我可以从Stanford CoreNLP中TokensRegex匹配的结果中获得一个entityMention吗? [英] Can I get an entityMention from the result of a TokensRegex match in Stanford CoreNLP?

查看:270
本文介绍了我可以从Stanford CoreNLP中TokensRegex匹配的结果中获得一个entityMention吗?的处理方法,对大家解决问题具有一定的参考价值,需要的朋友们下面随着小编来一起学习吧!

问题描述

我想向NER管道添加地址(可能还有其他基于规则的实体),令牌Regex似乎是这样做的非常有用的DSL.在 https://stackoverflow.com/a/42604225 之后,我创建了以下规则文件:

I want to add addresses (and possibly other rules based entities) to an NER pipeline and the Tokens Regex seems like a terribly useful DSL for doing so. Following https://stackoverflow.com/a/42604225, I'm created this rules file:

ner = { type: "CLASS", value: "edu.stanford.nlp.ling.CoreAnnotations$NamedEntityTagAnnotation" }

{ pattern: ([{ner:"NUMBER"}] [{pos:"NN"}|{pos:"NNP"}] /ave(nue)?|st(reet)?|boulevard|blvd|r(oa)?d/), action: Annotate($0, ner, "address") }

这是一个scala repl会话,显示了我如何尝试建立注释管道.

Here's a scala repl session showing how I'm trying to set up an annotation pipeline.

@ import edu.stanford.nlp.pipeline.{StanfordCoreNLP, CoreDocument}

@ import edu.stanford.nlp.util.PropertiesUtils.asProperties

@ val pipe = new StanfordCoreNLP(asProperties(
  "customAnnotatorClass.tokensregex", "edu.stanford.nlp.pipeline.TokensRegexAnnotator",
  "annotators", "tokenize,ssplit,pos,lemma,ner,tokensregex",
  "ner.combinationMode", "HIGH_RECALL",
  "tokensregex.rules", "addresses.tregx"))
pipe: StanfordCoreNLP = edu.stanford.nlp.pipeline.StanfordCoreNLP@2ce6a051

@ val doc = new CoreDocument("Adam Smith lived at 123 noun street in Glasgow, Scotland")
doc: CoreDocument = Adam Smith lived at 123 noun street in Glasgow, Scotland

@ pipe.annotate(doc)

@ doc.sentences.get(0).nerTags
res5: java.util.List[String] = [PERSON, PERSON, O, O, address, address, address, O, CITY, O, COUNTRY]

@ doc.entityMentions
res6: java.util.List[edu.stanford.nlp.pipeline.CoreEntityMention] = [Adam Smith, 123, Glasgow, Scotland]

如您所见,该地址在句子的nerTags中已正确标记,但未在文档entityMentions中显示.有办法吗?

As you can see, the address gets correctly tagged in the nerTags for the sentence, but it doesn't show up in the documents entityMentions. Is there a way to do this?

此外,从文档中可以找到从单个匹配中识别tokenregex的两个相邻匹配的方法(假设我有一组更复杂的regexes;在当前示例中,我仅匹配3个令牌,因此我只可以计数令牌)?

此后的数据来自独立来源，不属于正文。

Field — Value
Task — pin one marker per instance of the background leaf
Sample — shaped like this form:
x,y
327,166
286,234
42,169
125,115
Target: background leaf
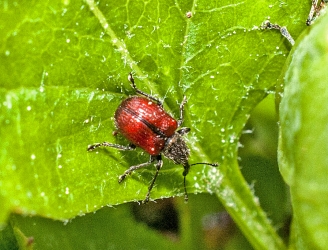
x,y
64,67
303,145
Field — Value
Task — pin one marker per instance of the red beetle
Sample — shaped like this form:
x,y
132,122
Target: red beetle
x,y
144,122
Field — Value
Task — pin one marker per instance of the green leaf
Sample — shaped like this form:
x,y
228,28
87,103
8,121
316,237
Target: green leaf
x,y
303,144
64,67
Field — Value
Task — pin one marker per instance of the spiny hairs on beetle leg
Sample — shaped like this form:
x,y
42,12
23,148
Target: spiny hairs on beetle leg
x,y
145,124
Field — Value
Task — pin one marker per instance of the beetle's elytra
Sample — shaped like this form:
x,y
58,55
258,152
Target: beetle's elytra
x,y
145,124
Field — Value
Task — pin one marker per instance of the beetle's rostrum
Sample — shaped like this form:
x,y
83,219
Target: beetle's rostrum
x,y
145,124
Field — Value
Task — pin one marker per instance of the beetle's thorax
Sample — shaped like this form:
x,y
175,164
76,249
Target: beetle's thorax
x,y
176,149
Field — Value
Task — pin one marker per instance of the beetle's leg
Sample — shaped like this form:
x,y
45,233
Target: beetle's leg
x,y
107,144
183,131
131,79
185,172
158,166
184,101
132,168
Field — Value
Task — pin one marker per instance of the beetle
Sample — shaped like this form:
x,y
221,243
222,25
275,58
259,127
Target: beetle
x,y
142,120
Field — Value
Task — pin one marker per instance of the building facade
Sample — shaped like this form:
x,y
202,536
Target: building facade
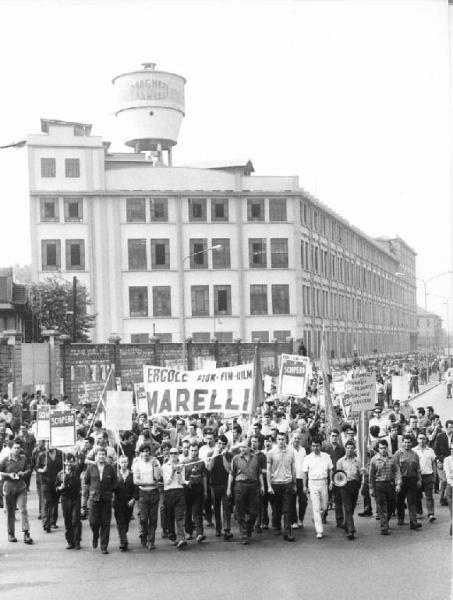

Also, is there a way from the document to discern two adjacent matches of the tokenregex from a single match (assuming I have more complicated set of regexes; in the current example I only match exactly 3 tokens, so I could just count tokens)?

我尝试使用regexner和令牌正则表达式来处理它,此处描述了令牌 https://stanfordnlp.github.io/CoreNLP/regexner.html ,但我似乎无法正常工作.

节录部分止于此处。